This script computes conservation score per aminoacid for a protein.
Many thanks to authors of BLAST+ suite, CD-HIT, MUSCLE and Jensen-Shannon divergence method. This script is based on ConSurf DB and ConCavity paper
- Download BLAST+ suite from here.
- Install/unpack the BLAST+ archive and make sure your directory is PATH.
- Download CD-HIT from here.
- Unpack CD-HIT archive, run make command and make sure cd-hit is in PATH.
- Download MUSCLE from here.
- Unpack MUSCLE archive and add the directory to PATH.
- Download python script for Jensen-Shannon divergence method from here.

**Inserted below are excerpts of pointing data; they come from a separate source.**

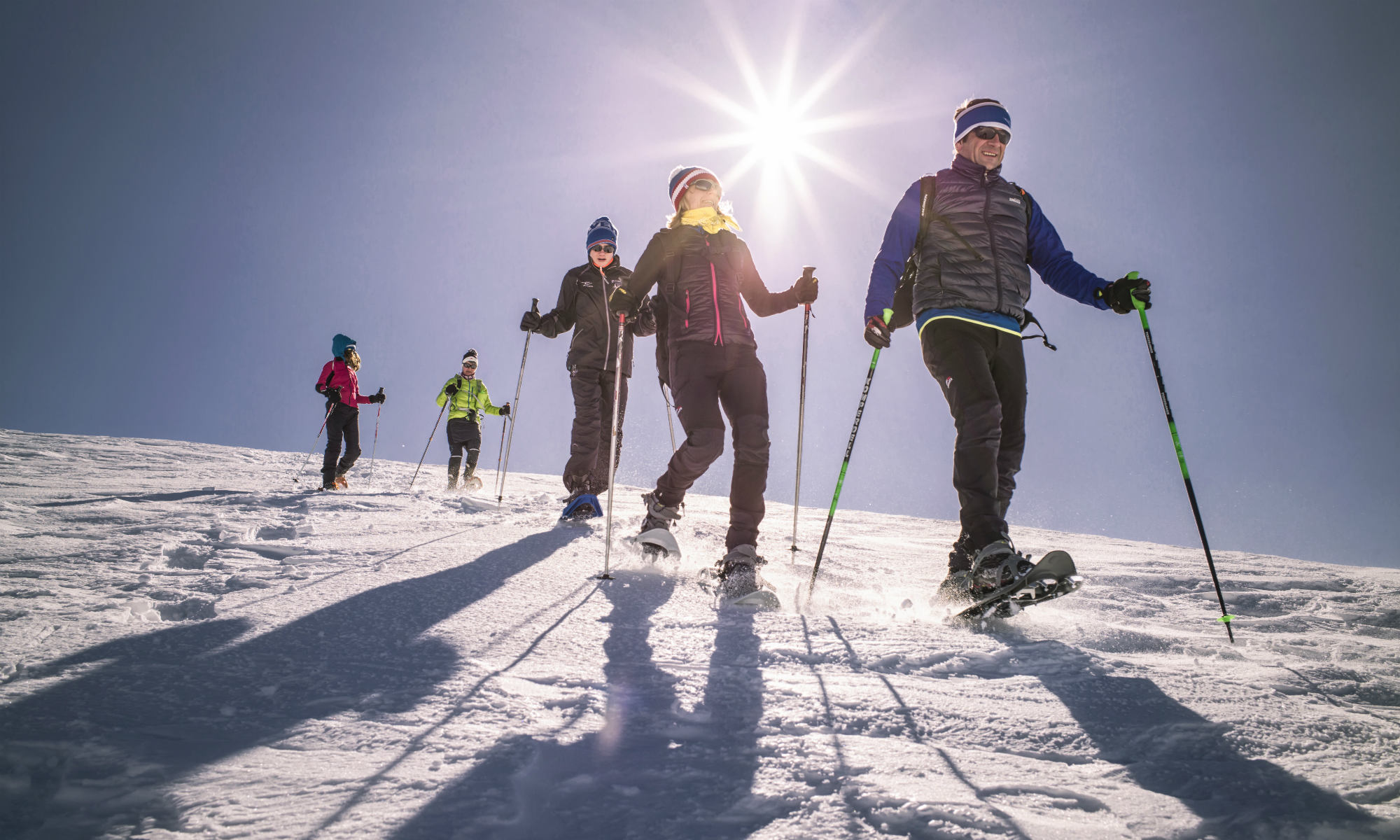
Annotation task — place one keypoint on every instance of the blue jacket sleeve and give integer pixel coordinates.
(1055, 264)
(894, 254)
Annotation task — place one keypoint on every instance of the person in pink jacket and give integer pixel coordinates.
(341, 387)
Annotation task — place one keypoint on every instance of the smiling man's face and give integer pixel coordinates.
(978, 150)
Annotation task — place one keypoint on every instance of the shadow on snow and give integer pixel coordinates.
(162, 705)
(649, 772)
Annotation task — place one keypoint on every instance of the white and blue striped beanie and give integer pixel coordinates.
(983, 114)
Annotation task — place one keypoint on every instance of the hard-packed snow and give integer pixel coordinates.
(194, 648)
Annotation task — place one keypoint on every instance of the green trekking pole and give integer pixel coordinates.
(1181, 457)
(841, 479)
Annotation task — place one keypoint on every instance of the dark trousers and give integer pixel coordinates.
(344, 424)
(983, 376)
(586, 471)
(706, 379)
(463, 435)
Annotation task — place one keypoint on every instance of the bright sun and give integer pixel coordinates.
(778, 130)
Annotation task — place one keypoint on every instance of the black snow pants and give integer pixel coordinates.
(344, 424)
(983, 374)
(706, 379)
(586, 471)
(463, 433)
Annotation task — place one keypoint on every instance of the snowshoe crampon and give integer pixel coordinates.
(761, 600)
(657, 544)
(1054, 578)
(586, 506)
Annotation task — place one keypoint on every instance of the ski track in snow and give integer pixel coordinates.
(192, 648)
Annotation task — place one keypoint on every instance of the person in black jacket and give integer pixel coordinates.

- Finally, unpack the pipeline archive from this repository.
- Copy the archive contents to the directory where Python script for Jensen-Shannon divergence (
score_conservation.py
) is located.
- Create a directory where you want to store the databases.
- Add environmental variable
BLASTDB={path to the directory}
- Change directory to BLASTDB directory and run these commands. Each command will download and parse one database. We recommend to use SwissProt and UniRef90, but using TrEBML instead of UniRef90 is also possible. Note that it will take a lot of time.
curl {UniRef90 URI} | gunzip | makeblastdb -out uniref90 -dbtype prot -title UniRef90 -parse_seqids
curl {SwissProt URI} | gunzip | makeblastdb -out swissprot -dbtype prot -title SwissProt -parse_seqids
curl {TrEMBL URI} | gunzip | makeblastdb -out trembl -dbtype prot -title TrEMBL -parse_seqids
- cd to the directory where you copied
calc_conservation.sh
. - Run this command:
./calc_conservation.sh {path to your fasta file}
PSIBLAST is ran with your fasta input on SwissProt database (1 iteration, eval=1e-5).
The result is filtered (min 80% coverage and seq identity between 30% and 95%), then clustered with CD-HIT (default parameters).
If we are left with less then 50 hits, repeat the same for UniRef90 database.
Run MUSCLE and Jensen-Shannon divergence on the query hits.